Originally Posted by *AJP* 
Are they ultrapasteurized? I think that can produce off smells, more than standard pasteurization.

It might be that. I cannot stand ultrapasteurized milk. And a lot of organic milk is ultrapastuerized. I have to be sure it's not or I will not drink it.
It smells weird and tastes weird to me. Everyone thinks I'm nuts.
But then I put it in DH's head and now he thinks it tastes weird too.


----------



## aradia

I think its the ultrapastuerization too, the Costco/Kirkland brand smells and tastes yucky/farty to me. The OV or WFM that are not brought to such a high temp smell mild/sweet.

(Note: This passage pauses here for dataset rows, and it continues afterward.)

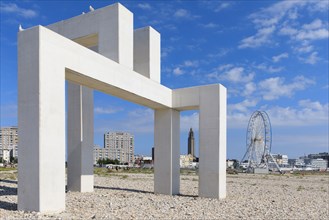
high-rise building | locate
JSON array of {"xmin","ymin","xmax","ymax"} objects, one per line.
[
  {"xmin": 0, "ymin": 126, "xmax": 18, "ymax": 162},
  {"xmin": 187, "ymin": 128, "xmax": 195, "ymax": 158},
  {"xmin": 104, "ymin": 132, "xmax": 134, "ymax": 163}
]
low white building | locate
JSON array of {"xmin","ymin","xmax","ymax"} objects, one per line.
[
  {"xmin": 311, "ymin": 158, "xmax": 328, "ymax": 170},
  {"xmin": 179, "ymin": 154, "xmax": 193, "ymax": 168}
]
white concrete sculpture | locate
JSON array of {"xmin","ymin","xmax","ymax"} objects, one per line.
[{"xmin": 18, "ymin": 4, "xmax": 226, "ymax": 212}]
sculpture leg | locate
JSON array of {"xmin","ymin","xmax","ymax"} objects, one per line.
[
  {"xmin": 154, "ymin": 109, "xmax": 180, "ymax": 195},
  {"xmin": 67, "ymin": 83, "xmax": 94, "ymax": 192},
  {"xmin": 199, "ymin": 85, "xmax": 226, "ymax": 198}
]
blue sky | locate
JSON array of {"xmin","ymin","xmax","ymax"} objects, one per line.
[{"xmin": 0, "ymin": 0, "xmax": 329, "ymax": 159}]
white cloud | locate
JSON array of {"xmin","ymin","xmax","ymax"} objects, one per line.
[
  {"xmin": 279, "ymin": 26, "xmax": 298, "ymax": 36},
  {"xmin": 238, "ymin": 26, "xmax": 275, "ymax": 49},
  {"xmin": 173, "ymin": 67, "xmax": 184, "ymax": 76},
  {"xmin": 296, "ymin": 28, "xmax": 329, "ymax": 40},
  {"xmin": 267, "ymin": 100, "xmax": 329, "ymax": 127},
  {"xmin": 303, "ymin": 19, "xmax": 322, "ymax": 30},
  {"xmin": 238, "ymin": 1, "xmax": 329, "ymax": 49},
  {"xmin": 174, "ymin": 9, "xmax": 200, "ymax": 19},
  {"xmin": 272, "ymin": 53, "xmax": 289, "ymax": 63},
  {"xmin": 161, "ymin": 46, "xmax": 174, "ymax": 58},
  {"xmin": 258, "ymin": 76, "xmax": 314, "ymax": 100},
  {"xmin": 182, "ymin": 60, "xmax": 199, "ymax": 67},
  {"xmin": 0, "ymin": 2, "xmax": 38, "ymax": 18},
  {"xmin": 201, "ymin": 22, "xmax": 218, "ymax": 28},
  {"xmin": 242, "ymin": 82, "xmax": 256, "ymax": 96},
  {"xmin": 94, "ymin": 107, "xmax": 123, "ymax": 114},
  {"xmin": 123, "ymin": 109, "xmax": 154, "ymax": 133},
  {"xmin": 255, "ymin": 63, "xmax": 284, "ymax": 73},
  {"xmin": 227, "ymin": 99, "xmax": 329, "ymax": 128},
  {"xmin": 137, "ymin": 3, "xmax": 152, "ymax": 10},
  {"xmin": 294, "ymin": 44, "xmax": 314, "ymax": 53},
  {"xmin": 215, "ymin": 2, "xmax": 232, "ymax": 12},
  {"xmin": 207, "ymin": 64, "xmax": 255, "ymax": 83},
  {"xmin": 299, "ymin": 52, "xmax": 320, "ymax": 65}
]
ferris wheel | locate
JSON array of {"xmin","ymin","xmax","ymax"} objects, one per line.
[{"xmin": 241, "ymin": 111, "xmax": 272, "ymax": 169}]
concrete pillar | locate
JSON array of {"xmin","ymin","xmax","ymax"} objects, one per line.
[
  {"xmin": 95, "ymin": 3, "xmax": 134, "ymax": 70},
  {"xmin": 18, "ymin": 27, "xmax": 65, "ymax": 212},
  {"xmin": 134, "ymin": 27, "xmax": 161, "ymax": 83},
  {"xmin": 154, "ymin": 109, "xmax": 180, "ymax": 195},
  {"xmin": 199, "ymin": 85, "xmax": 226, "ymax": 198},
  {"xmin": 67, "ymin": 83, "xmax": 94, "ymax": 192}
]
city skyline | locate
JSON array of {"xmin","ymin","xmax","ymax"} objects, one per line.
[{"xmin": 0, "ymin": 1, "xmax": 329, "ymax": 159}]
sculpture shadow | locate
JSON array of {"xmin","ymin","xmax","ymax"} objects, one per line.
[
  {"xmin": 0, "ymin": 186, "xmax": 17, "ymax": 196},
  {"xmin": 94, "ymin": 186, "xmax": 199, "ymax": 198},
  {"xmin": 94, "ymin": 186, "xmax": 154, "ymax": 194}
]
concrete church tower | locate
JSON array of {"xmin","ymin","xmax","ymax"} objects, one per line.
[{"xmin": 187, "ymin": 128, "xmax": 195, "ymax": 158}]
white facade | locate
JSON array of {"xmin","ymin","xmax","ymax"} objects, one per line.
[
  {"xmin": 104, "ymin": 132, "xmax": 134, "ymax": 164},
  {"xmin": 94, "ymin": 145, "xmax": 109, "ymax": 164},
  {"xmin": 18, "ymin": 4, "xmax": 227, "ymax": 212},
  {"xmin": 0, "ymin": 126, "xmax": 18, "ymax": 162}
]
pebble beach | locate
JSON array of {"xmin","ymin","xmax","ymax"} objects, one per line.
[{"xmin": 0, "ymin": 170, "xmax": 329, "ymax": 219}]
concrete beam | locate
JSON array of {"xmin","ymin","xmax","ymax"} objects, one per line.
[
  {"xmin": 154, "ymin": 109, "xmax": 180, "ymax": 195},
  {"xmin": 47, "ymin": 3, "xmax": 134, "ymax": 70},
  {"xmin": 199, "ymin": 85, "xmax": 226, "ymax": 199},
  {"xmin": 172, "ymin": 86, "xmax": 203, "ymax": 111}
]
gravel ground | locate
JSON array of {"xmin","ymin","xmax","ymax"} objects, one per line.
[{"xmin": 0, "ymin": 170, "xmax": 329, "ymax": 219}]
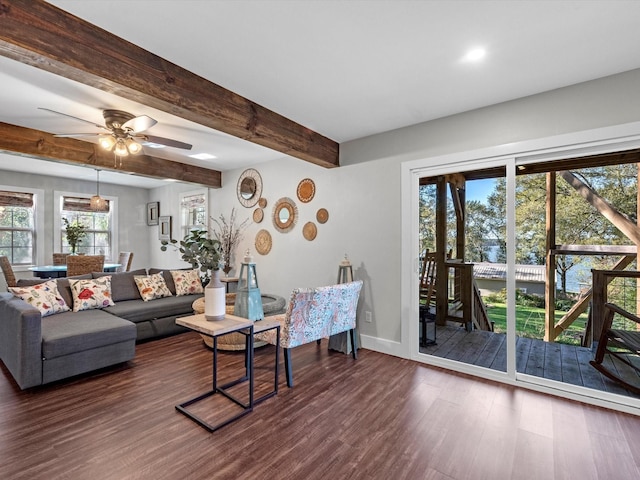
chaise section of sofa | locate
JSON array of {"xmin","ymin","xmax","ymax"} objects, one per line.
[
  {"xmin": 0, "ymin": 293, "xmax": 136, "ymax": 389},
  {"xmin": 0, "ymin": 269, "xmax": 202, "ymax": 389}
]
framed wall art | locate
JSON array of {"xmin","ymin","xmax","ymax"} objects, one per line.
[
  {"xmin": 147, "ymin": 202, "xmax": 160, "ymax": 225},
  {"xmin": 158, "ymin": 215, "xmax": 171, "ymax": 240}
]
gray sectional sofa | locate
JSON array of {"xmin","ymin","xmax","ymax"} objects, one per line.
[{"xmin": 0, "ymin": 269, "xmax": 202, "ymax": 389}]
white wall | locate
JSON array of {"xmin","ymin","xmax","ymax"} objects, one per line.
[{"xmin": 151, "ymin": 70, "xmax": 640, "ymax": 355}]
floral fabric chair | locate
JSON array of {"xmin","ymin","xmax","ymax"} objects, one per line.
[{"xmin": 256, "ymin": 280, "xmax": 362, "ymax": 387}]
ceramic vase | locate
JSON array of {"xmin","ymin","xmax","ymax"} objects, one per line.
[{"xmin": 204, "ymin": 270, "xmax": 226, "ymax": 321}]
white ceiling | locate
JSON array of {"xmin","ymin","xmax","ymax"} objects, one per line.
[{"xmin": 0, "ymin": 0, "xmax": 640, "ymax": 187}]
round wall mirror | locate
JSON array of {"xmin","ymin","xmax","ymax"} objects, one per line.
[
  {"xmin": 240, "ymin": 177, "xmax": 256, "ymax": 200},
  {"xmin": 273, "ymin": 197, "xmax": 298, "ymax": 233},
  {"xmin": 237, "ymin": 168, "xmax": 262, "ymax": 207}
]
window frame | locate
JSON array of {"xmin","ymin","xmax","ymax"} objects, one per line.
[
  {"xmin": 0, "ymin": 185, "xmax": 45, "ymax": 272},
  {"xmin": 53, "ymin": 190, "xmax": 120, "ymax": 262},
  {"xmin": 179, "ymin": 188, "xmax": 209, "ymax": 239}
]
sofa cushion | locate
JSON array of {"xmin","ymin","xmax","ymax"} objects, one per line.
[
  {"xmin": 169, "ymin": 268, "xmax": 204, "ymax": 296},
  {"xmin": 149, "ymin": 267, "xmax": 193, "ymax": 295},
  {"xmin": 104, "ymin": 295, "xmax": 202, "ymax": 323},
  {"xmin": 92, "ymin": 268, "xmax": 147, "ymax": 303},
  {"xmin": 42, "ymin": 310, "xmax": 136, "ymax": 360},
  {"xmin": 69, "ymin": 275, "xmax": 114, "ymax": 312},
  {"xmin": 133, "ymin": 273, "xmax": 173, "ymax": 302},
  {"xmin": 58, "ymin": 273, "xmax": 91, "ymax": 307},
  {"xmin": 8, "ymin": 280, "xmax": 69, "ymax": 317}
]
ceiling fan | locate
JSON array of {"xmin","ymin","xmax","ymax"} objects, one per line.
[{"xmin": 39, "ymin": 107, "xmax": 192, "ymax": 157}]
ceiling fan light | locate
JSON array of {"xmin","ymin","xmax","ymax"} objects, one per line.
[
  {"xmin": 127, "ymin": 138, "xmax": 142, "ymax": 155},
  {"xmin": 99, "ymin": 135, "xmax": 116, "ymax": 150},
  {"xmin": 114, "ymin": 139, "xmax": 129, "ymax": 157}
]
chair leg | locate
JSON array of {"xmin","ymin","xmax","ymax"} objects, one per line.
[
  {"xmin": 349, "ymin": 328, "xmax": 358, "ymax": 360},
  {"xmin": 282, "ymin": 348, "xmax": 293, "ymax": 388}
]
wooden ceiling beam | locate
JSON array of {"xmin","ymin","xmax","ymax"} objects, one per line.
[
  {"xmin": 0, "ymin": 122, "xmax": 222, "ymax": 188},
  {"xmin": 0, "ymin": 0, "xmax": 339, "ymax": 167}
]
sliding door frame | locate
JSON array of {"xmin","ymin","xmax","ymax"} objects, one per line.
[{"xmin": 401, "ymin": 122, "xmax": 640, "ymax": 415}]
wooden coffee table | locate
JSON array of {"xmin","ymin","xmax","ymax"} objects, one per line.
[{"xmin": 176, "ymin": 314, "xmax": 280, "ymax": 432}]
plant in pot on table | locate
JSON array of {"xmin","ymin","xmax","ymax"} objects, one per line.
[
  {"xmin": 211, "ymin": 208, "xmax": 249, "ymax": 276},
  {"xmin": 160, "ymin": 229, "xmax": 226, "ymax": 320},
  {"xmin": 62, "ymin": 217, "xmax": 87, "ymax": 255}
]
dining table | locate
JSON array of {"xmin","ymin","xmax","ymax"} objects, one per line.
[{"xmin": 29, "ymin": 263, "xmax": 122, "ymax": 278}]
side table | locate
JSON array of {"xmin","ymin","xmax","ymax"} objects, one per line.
[{"xmin": 176, "ymin": 314, "xmax": 280, "ymax": 432}]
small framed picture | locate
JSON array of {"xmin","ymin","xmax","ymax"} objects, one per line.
[
  {"xmin": 158, "ymin": 215, "xmax": 171, "ymax": 240},
  {"xmin": 147, "ymin": 202, "xmax": 160, "ymax": 225}
]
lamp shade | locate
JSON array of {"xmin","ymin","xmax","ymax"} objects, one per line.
[{"xmin": 91, "ymin": 195, "xmax": 109, "ymax": 212}]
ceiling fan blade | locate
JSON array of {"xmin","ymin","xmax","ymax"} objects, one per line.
[
  {"xmin": 38, "ymin": 107, "xmax": 108, "ymax": 130},
  {"xmin": 122, "ymin": 115, "xmax": 158, "ymax": 133},
  {"xmin": 53, "ymin": 133, "xmax": 104, "ymax": 138},
  {"xmin": 136, "ymin": 135, "xmax": 192, "ymax": 150}
]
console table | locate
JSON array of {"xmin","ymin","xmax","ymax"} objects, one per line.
[{"xmin": 176, "ymin": 314, "xmax": 280, "ymax": 432}]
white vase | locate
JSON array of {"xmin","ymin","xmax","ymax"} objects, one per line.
[{"xmin": 204, "ymin": 270, "xmax": 226, "ymax": 321}]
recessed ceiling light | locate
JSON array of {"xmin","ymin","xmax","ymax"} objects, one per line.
[
  {"xmin": 462, "ymin": 47, "xmax": 487, "ymax": 62},
  {"xmin": 189, "ymin": 153, "xmax": 218, "ymax": 160}
]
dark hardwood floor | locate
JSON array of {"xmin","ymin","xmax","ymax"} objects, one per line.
[
  {"xmin": 0, "ymin": 333, "xmax": 640, "ymax": 480},
  {"xmin": 420, "ymin": 324, "xmax": 640, "ymax": 398}
]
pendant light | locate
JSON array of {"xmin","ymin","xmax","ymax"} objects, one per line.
[{"xmin": 91, "ymin": 168, "xmax": 109, "ymax": 212}]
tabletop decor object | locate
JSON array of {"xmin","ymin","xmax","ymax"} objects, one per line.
[
  {"xmin": 211, "ymin": 208, "xmax": 249, "ymax": 276},
  {"xmin": 329, "ymin": 253, "xmax": 359, "ymax": 354},
  {"xmin": 234, "ymin": 250, "xmax": 264, "ymax": 320}
]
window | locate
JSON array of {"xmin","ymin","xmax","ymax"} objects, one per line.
[
  {"xmin": 56, "ymin": 194, "xmax": 115, "ymax": 260},
  {"xmin": 180, "ymin": 190, "xmax": 207, "ymax": 238},
  {"xmin": 0, "ymin": 190, "xmax": 35, "ymax": 265}
]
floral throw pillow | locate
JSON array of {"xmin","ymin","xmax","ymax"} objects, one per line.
[
  {"xmin": 171, "ymin": 268, "xmax": 204, "ymax": 297},
  {"xmin": 133, "ymin": 272, "xmax": 173, "ymax": 302},
  {"xmin": 9, "ymin": 280, "xmax": 70, "ymax": 317},
  {"xmin": 69, "ymin": 275, "xmax": 115, "ymax": 312}
]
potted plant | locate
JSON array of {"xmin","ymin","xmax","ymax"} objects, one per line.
[
  {"xmin": 211, "ymin": 208, "xmax": 249, "ymax": 275},
  {"xmin": 160, "ymin": 229, "xmax": 226, "ymax": 320},
  {"xmin": 160, "ymin": 229, "xmax": 222, "ymax": 285},
  {"xmin": 62, "ymin": 218, "xmax": 87, "ymax": 255}
]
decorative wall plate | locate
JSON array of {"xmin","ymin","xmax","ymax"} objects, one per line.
[
  {"xmin": 297, "ymin": 178, "xmax": 316, "ymax": 203},
  {"xmin": 302, "ymin": 222, "xmax": 318, "ymax": 242},
  {"xmin": 316, "ymin": 208, "xmax": 329, "ymax": 223},
  {"xmin": 237, "ymin": 168, "xmax": 262, "ymax": 208},
  {"xmin": 273, "ymin": 197, "xmax": 298, "ymax": 233},
  {"xmin": 255, "ymin": 230, "xmax": 271, "ymax": 255}
]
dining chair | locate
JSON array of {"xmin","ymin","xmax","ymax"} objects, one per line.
[
  {"xmin": 0, "ymin": 255, "xmax": 18, "ymax": 287},
  {"xmin": 116, "ymin": 252, "xmax": 133, "ymax": 272},
  {"xmin": 53, "ymin": 253, "xmax": 69, "ymax": 265},
  {"xmin": 67, "ymin": 255, "xmax": 104, "ymax": 277}
]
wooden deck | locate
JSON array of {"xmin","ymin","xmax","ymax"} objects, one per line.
[{"xmin": 420, "ymin": 325, "xmax": 640, "ymax": 398}]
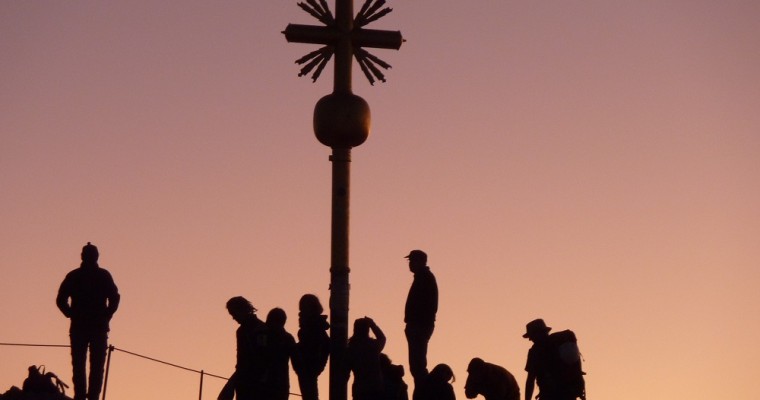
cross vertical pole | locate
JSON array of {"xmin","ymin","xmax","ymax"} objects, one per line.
[{"xmin": 329, "ymin": 0, "xmax": 354, "ymax": 400}]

It could also be a quality issue with the private labels brands (Kirkland, Target, Woodstock Farms) which then they cover up with the superheating.


----------



## Kb Yo

MadWorldSonnet said:


> ...Or am I just a freak?
> 
> 
> 
> 
> 
> 
> 
> 
> 
> It seems like every brand I've tried has a...well....a farty smell to it. I've tried Horizon, Nature's Promise and Trader Joes and, for the most part the same...TJs seems to only get that smell after being open for a day.
> 
> And nope, it's not my fridge, because I have other perishables that don't smell...and often it smells as soon as I open it-even if I open it as soon as I get home from the grocery store.
> 
> Other (non-organic) milks don't smell funny to me. The taste doesn't seem to be altered...except for when I can't get past the smell.
> 
> Any ideas?


Methane is released


----------



## Mr Adam Keefe

MadWorldSonnet said:


> ...Or am I just a freak?
> 
> 
> 
> 
> 
> 
> 
> 
> 
> It seems like every brand I've tried has a...well....a farty smell to it. I've tried Horizon, Nature's Promise and Trader Joes and, for the most part the same...TJs seems to only get that smell after being open for a day.
> 
> And nope, it's not my fridge, because I have other perishables that don't smell...and often it smells as soon as I open it-even if I open it as soon as I get home from the grocery store.
> 
> Other (non-organic) milks don't smell funny to me. The taste doesn't seem to be altered...except for when I can't get past the smell.
> 
> Any ideas?


Idk what it is? But I know it's real. I am a single daddy of three my baby girl age 3 and my two boys 4 and 7. My boys love it because they can talk about farts at the table, as soon as the milk or creamer is opened and they catch a wiff. But only until the boss (baby sister) puts a stop it which she does. Lol. But anyways I just Googled " why does my organic milk and organic coffee creamer always smell like farts" and I came across this chat, plus a lot more so it's good to know it's not just me, but I am not convinced by any of the explanations or assumptions as of yet. Until then, Organic Daddy out. Namasta!


----------



## alamavenom

I've never experienced this. I sniff milk regularly to make sure it isn't spoiled. I'll check it out tomorrow morning.


----------